EPYCD8-2T Serious issues

Notice: Page may contain affiliate links for which we may earn a small commission through services like Amazon Affiliates or Skimlinks.

balnazzar

Active Member
Mar 6, 2019
221
30
28
Hi mates. I think that my EPYCD8-2T failed on me (at the worst moment, of course).

My plight started 2 days ago, when I added the fourth GPU. The board did not boot properly (no screen output), and after the usual 30/40 secs, the power draw skyrocketed at almost 300W. No ssh server running, so the OS was not booted. BMC unreachable. All the fans at flank speed.
I couldn't see the Dr.Debug display, since they intelligently placed it under the fourth GPU, so I detached that GPU. No success, but at least now I could see the display. Pretty useless, since it displayed the vastest amount of codes, and ended up with a countdown from 90 to 01 (see the video, it starts at 0:19).
I detached all the GPUs save one, the all of them. No success. Lower power consumption but still high (>200W) after 30/45s from boot.

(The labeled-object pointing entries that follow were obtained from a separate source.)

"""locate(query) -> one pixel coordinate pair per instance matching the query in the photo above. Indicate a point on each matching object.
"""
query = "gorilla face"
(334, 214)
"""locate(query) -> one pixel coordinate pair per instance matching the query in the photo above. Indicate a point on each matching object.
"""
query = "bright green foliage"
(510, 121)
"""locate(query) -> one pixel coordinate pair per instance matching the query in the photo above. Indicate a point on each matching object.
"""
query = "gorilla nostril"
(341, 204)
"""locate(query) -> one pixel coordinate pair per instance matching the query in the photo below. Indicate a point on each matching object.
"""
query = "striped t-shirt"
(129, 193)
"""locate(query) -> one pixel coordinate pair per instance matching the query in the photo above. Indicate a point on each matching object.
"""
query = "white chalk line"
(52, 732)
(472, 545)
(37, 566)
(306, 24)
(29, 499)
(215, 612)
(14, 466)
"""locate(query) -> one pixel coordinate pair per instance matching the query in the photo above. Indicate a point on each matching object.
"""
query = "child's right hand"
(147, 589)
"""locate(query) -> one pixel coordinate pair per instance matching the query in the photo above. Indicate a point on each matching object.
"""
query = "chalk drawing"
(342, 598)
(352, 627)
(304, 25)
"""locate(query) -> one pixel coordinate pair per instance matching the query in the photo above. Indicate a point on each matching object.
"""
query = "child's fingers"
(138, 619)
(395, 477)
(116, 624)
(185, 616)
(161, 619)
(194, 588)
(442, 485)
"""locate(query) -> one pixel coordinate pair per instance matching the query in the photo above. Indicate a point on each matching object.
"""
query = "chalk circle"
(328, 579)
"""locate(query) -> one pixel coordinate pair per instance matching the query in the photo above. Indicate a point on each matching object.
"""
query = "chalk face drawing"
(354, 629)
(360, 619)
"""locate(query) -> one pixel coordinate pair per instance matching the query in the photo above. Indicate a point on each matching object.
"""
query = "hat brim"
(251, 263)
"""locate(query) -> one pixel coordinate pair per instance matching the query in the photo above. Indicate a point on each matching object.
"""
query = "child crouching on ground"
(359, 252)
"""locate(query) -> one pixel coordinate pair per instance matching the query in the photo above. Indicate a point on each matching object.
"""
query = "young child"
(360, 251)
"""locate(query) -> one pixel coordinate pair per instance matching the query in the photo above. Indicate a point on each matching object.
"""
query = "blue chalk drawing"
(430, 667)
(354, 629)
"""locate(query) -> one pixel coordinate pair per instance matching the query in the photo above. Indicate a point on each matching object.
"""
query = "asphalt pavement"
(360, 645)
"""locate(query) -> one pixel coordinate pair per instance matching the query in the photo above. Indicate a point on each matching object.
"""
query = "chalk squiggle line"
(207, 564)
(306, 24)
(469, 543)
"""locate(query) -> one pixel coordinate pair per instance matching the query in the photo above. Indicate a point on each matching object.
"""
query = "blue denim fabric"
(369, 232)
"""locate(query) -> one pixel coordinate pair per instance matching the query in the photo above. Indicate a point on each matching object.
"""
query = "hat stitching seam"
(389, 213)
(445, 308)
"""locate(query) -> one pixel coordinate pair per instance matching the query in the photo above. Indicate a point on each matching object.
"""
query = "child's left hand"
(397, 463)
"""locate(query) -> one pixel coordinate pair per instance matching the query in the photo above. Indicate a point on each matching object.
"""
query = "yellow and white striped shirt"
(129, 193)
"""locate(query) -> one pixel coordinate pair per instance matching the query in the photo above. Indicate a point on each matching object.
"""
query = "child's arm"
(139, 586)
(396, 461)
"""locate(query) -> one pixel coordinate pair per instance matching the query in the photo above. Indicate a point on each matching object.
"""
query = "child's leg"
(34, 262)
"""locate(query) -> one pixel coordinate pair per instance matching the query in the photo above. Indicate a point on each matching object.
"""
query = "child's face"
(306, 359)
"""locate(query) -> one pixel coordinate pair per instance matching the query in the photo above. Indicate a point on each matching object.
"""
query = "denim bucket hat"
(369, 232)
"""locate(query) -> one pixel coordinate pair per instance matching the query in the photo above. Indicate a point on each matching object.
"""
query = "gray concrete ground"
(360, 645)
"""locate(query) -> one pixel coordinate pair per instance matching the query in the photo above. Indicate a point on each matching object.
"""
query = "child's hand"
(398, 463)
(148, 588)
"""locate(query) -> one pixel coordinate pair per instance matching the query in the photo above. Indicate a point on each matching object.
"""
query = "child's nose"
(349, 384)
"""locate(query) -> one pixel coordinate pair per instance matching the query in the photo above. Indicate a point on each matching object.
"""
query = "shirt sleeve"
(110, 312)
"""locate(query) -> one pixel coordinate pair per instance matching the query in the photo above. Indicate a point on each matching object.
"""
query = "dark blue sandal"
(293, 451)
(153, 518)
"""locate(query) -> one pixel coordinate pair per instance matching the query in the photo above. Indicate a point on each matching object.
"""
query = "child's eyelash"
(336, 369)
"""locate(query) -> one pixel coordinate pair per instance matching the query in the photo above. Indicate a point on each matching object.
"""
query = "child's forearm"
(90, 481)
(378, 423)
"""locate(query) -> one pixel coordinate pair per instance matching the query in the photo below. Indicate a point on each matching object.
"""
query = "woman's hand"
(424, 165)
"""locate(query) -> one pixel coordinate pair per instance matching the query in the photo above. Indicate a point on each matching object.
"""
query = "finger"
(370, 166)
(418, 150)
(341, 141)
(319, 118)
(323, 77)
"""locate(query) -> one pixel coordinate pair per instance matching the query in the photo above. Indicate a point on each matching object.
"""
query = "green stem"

I noticed another strange thing, which makes me suspect that the board is indeed broken. While powered off, it always absorbed 7-8W, probably because of the BMC (a normal pc draws 1-2W on the average). Now it draws 20-22W, which is almost impossible even considering the BMC. Furthermore, the heatsink over the 10Gb NICs is so hot that you can hold your finger on it for just an instant. It was NOT so before.

Of course I cleared the cmos and even replaced the cmos battery. No success.

Any clue?? :-/

 

wallop

New Member
Nov 6, 2018
12
1
3
I understand you had a 12 V pci-e cable connected as a 12V Power Connector graphics ?
 

balnazzar

Active Member
Mar 6, 2019
221
30
28
Thanks for your reply. Yes, if you mean the 6-pin PCI-express connector, I connected it even before purchasing the fourth graphics card, specifically not to forget it..
 

lpallard

Member
Aug 17, 2013
276
11
18
1. Have you figured out this yet? Its May, and your post dates back from Feb.... I may be late...
2. Have you pulled everything (except of course what's required to boot a system) and proceeded by elimination?
3. Have you contacted Asrock? When I had a freak occurrence with my Freenas server (supermicro hardware), I contacted them and they figured out pretty quick what was going on. $48USD shipping back & forth, 10 days, and the mainboard was back fully Q&A checked. Its been rock solid for 7 years now.

Sounds like you definitely have an electrical issue somewhere ..
 

balnazzar

Active Member
Mar 6, 2019
221
30
28
1. Have you figured out this yet? Its May, and your post dates back from Feb.... I may be late...
2. Have you pulled everything (except of course what's required to boot a system) and proceeded by elimination?
3. Have you contacted Asrock? When I had a freak occurrence with my Freenas server (supermicro hardware), I contacted them and they figured out pretty quick what was going on. $48USD shipping back & forth, 10 days, and the mainboard was back fully Q&A checked. Its been rock solid for 7 years now.

Sounds like you definitely have an electrical issue somewhere ..
Point 2: Yes.

The board stopped working altogether during the subsequent weeks. Returned to the vendor. I took an Intel board as replacement since I was in a hurry for having a working system. Also, I reluctantly returned the epyc 7282 to amazon.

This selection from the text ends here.